Statistics released yesterday by the Department of the Environment, Food and Rural Affairs show that emissions of carbon dioxide have risen by 1.25 per cent in the past year, and are now 2.7 per cent higher than when Labour came to power in 1997.
Describing the government’s figures as ‘pathetic’, Director of Friends of the Earth Tony Juniper called again for the government to sign up to binding annual targets for a 3 per cent reduction in CO2 emissions. ‘This would force successive governments to put climate change at the core of all their policies and ensure that the UK moves towards a low carbon economy,’ he said.

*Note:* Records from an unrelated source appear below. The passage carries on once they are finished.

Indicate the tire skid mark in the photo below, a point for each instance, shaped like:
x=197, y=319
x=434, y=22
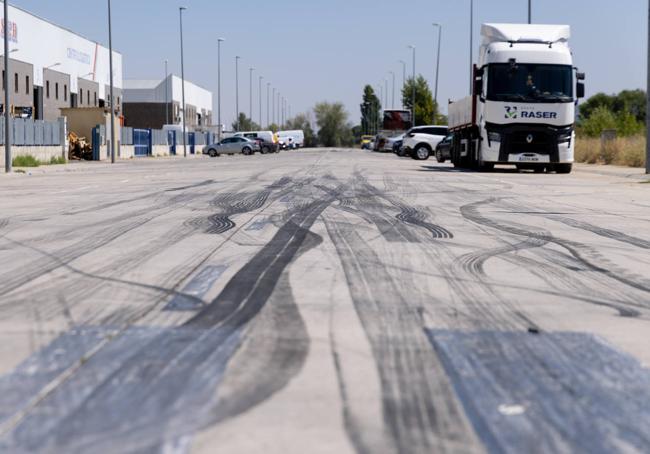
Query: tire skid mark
x=419, y=409
x=582, y=253
x=183, y=366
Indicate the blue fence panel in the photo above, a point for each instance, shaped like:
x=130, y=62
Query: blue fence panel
x=39, y=131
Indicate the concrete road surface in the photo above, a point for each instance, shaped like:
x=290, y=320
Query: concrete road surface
x=323, y=301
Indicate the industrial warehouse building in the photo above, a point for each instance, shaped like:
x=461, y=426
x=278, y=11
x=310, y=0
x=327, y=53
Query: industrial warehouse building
x=155, y=103
x=53, y=68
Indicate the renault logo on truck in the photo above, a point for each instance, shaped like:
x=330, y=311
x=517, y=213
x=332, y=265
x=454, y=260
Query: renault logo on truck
x=511, y=113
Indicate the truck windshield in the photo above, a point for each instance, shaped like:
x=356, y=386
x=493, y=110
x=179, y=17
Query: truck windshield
x=525, y=82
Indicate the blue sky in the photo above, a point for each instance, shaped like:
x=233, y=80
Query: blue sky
x=326, y=50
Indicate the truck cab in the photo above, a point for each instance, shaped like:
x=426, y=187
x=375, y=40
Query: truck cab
x=522, y=111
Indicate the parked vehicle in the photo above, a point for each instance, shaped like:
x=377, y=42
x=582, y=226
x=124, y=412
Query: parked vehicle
x=523, y=103
x=297, y=137
x=443, y=149
x=232, y=145
x=366, y=141
x=420, y=142
x=268, y=145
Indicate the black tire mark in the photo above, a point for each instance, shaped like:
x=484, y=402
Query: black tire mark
x=577, y=250
x=420, y=410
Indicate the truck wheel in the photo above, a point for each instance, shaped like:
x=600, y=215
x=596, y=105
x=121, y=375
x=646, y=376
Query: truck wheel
x=421, y=153
x=563, y=168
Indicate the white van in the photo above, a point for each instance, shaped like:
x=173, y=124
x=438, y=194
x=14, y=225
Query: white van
x=269, y=146
x=292, y=139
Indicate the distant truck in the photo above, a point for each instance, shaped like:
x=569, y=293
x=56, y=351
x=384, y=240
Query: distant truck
x=522, y=109
x=395, y=123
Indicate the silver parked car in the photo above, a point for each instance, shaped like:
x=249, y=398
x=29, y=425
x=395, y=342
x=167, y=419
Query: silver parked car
x=232, y=145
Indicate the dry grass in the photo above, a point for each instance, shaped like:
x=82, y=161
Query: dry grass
x=624, y=151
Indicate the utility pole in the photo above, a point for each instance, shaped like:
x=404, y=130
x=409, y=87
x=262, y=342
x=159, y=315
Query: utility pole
x=250, y=108
x=110, y=64
x=8, y=163
x=219, y=41
x=471, y=47
x=647, y=153
x=166, y=94
x=413, y=86
x=403, y=78
x=237, y=58
x=181, y=9
x=260, y=96
x=438, y=65
x=392, y=106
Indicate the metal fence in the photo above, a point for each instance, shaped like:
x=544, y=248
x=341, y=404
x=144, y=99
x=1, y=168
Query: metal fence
x=27, y=132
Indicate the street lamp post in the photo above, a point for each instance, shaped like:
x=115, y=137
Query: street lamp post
x=413, y=87
x=647, y=153
x=392, y=73
x=260, y=96
x=250, y=109
x=6, y=88
x=268, y=90
x=183, y=118
x=438, y=65
x=237, y=58
x=219, y=41
x=110, y=64
x=471, y=48
x=166, y=94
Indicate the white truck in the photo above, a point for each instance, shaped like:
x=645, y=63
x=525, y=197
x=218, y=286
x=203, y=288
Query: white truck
x=522, y=109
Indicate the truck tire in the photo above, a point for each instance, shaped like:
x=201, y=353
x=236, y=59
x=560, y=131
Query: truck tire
x=563, y=168
x=421, y=152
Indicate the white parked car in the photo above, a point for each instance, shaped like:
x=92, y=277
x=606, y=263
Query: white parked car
x=421, y=142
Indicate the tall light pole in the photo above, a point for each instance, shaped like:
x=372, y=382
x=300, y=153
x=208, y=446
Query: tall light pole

Although the government is still on track to meet its Kyoto protocol target of a 12.5 per cent reduction in CO2 emissions by 2012, it has admitted that it will fail to meet an interim target of a 20 per cent reduction by 2010. David Miliband, the Secretary of State for the Environment, described the new figures as ‘worrying’. ‘While these figures are provisional, they underline why concerted effort to tackle climate change, both from government and wider society is absolutely critical,’ he said.
The dramatic rise in emissions – at a time when the government claims it is more focussed than ever on reducing energy use – is due to an increased use of coal as a generating fuel, in response to rising natural gas prices. Big power stations responded to the rise in price by burning more coal, which produces more carbon per unit of energy.